More correlation test could be handled...

Edouard-Legoupil · 2018-10-18T06:41:14Z

numeric to categoric: --> anova

if ordinal variable
Kruskal-Wallis Test > kruskal.test(
Mann-Whitney (This is the same as a two-sample wilcoxon test) > wilcox.test(

Edouard-Legoupil · 2018-11-11T09:28:49Z

Maybe test to be accompanied with better graphs coming from https://indrajeetpatil.github.io/ggstatsplot/

maherdaoud · 2018-11-13T14:32:45Z

What I am trying now is covering all cases of correlation test between dependent variable (target) and the independent variable.
Lets start

1. Normal Distribution Numerical variable VS Normal Distribution Numerical variable
We need to test if there is Monotonic relationship, Linear relationship or non-Linear relationship.

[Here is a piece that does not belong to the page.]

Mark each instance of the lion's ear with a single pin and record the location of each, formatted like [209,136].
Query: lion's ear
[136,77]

Linear relationships are monotonic, but not all monotonic relationships are linear.

Monotonic variables increase (or decrease) in the same direction, but not always at the same rate.

Linear variables increase (or decrease) in the same direction at the same rate.
First we need to define the dependent and independent variables in R with the below code

tar <- df[,target] #Dependent variable
field <- df[,col] #Independent variable
#df is a dataframe that contains your dataset

For Linear relationship test we will use Pearson correlation test using the below function in R
stats::cor(tar,field,method = "pearson")
For Monotonic relationship test we will use Spearman correlation test using the below function in R
stats::cor(tar,field,method = "spearman")
For non-Linear relationship test we need to find Mutual Information using the below function in R
mpmi::cminjk.pw(tar,field)/mpmi::cminjk.pw(tar,tar)

2. Normal Distribution Numerical variable VS Non Normal Distribution Numerical variable
In this case we can't use Pearson correlation test, because the assumption behind this test is

For the Pearson r correlation, both variables should be normally distributed (normally distributed variables have a bell-shaped curve)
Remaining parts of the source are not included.